De fracaso en fracaso y la billetera llenando
Millonarios volvió a sumar otro fracaso en tiempo récord, mientras las tribunas de El Campín eran las más llenas del país.
12:28 p. m.
Hay algo que en Millonarios parece no cambiar con el paso de los semestres: los resultados deportivos decepcionan, pero los balances financieros sonríen. Y esa contradicción, cada vez más evidente, tiene nombre propio en la cabeza dirigencial del club, con Gustavo Serpa como figura visible. Mientras los números en la cancha no alcanzan, los ingresos siguen creciendo, impulsados por una hinchada que no abandona.

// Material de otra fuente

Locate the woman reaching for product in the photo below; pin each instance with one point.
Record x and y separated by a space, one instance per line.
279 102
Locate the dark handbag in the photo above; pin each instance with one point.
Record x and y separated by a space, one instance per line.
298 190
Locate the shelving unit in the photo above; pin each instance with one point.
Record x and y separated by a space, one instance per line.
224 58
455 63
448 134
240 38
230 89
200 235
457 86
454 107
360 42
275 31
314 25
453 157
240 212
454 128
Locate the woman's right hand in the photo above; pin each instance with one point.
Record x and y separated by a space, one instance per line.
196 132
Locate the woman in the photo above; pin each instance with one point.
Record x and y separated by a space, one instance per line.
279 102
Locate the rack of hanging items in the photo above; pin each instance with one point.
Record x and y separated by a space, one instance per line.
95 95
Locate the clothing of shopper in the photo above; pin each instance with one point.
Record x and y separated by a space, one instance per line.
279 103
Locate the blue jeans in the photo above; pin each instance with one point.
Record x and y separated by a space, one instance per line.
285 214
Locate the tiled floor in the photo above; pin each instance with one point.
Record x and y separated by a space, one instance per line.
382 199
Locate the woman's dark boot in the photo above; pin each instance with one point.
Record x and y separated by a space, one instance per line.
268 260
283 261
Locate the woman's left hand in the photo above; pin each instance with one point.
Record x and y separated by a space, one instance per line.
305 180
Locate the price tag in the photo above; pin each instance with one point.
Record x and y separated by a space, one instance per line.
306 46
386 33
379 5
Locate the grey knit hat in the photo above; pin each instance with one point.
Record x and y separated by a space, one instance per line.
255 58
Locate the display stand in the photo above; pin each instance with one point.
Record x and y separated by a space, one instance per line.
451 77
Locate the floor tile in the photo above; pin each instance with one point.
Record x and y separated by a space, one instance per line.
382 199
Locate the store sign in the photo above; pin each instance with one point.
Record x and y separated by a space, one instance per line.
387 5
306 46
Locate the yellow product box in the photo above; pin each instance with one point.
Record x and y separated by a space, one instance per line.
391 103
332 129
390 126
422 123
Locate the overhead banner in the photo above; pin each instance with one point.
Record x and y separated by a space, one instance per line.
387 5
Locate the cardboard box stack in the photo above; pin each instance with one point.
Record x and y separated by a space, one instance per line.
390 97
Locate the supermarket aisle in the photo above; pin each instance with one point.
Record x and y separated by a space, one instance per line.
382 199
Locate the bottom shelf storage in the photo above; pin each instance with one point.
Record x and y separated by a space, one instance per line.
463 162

El equipo con mayor asistencia de hinchas
El dato es tan contundente como incómodo: en el más reciente “todos contra todos” de la Liga BetPlay, Millonarios fue el equipo que más aficionados llevó al estadio. Un total de 292.474 personas asistieron a los partidos en El Campín, con un promedio de 29.247 por encuentro. Muy por encima de otros clubes tradicionales como Atlético Nacional, que quedó relegado en asistencia. No es un detalle menor, es una señal inequívoca de respaldo. La gente está. El problema es que ese compromiso no encuentra eco en la ambición dirigencial.
Porque no clasificar siquiera al grupo de los ocho en dos semestres consecutivos no es un accidente: es la consecuencia de decisiones mal tomadas. La falta de refuerzos de jerarquía, la apuesta reiterativa por planteles cortos y la ausencia de una planificación deportiva seria terminan pasando factura. Y mientras tanto, el discurso institucional parece girar más en torno a la sostenibilidad financiera que a la urgencia de competir por títulos.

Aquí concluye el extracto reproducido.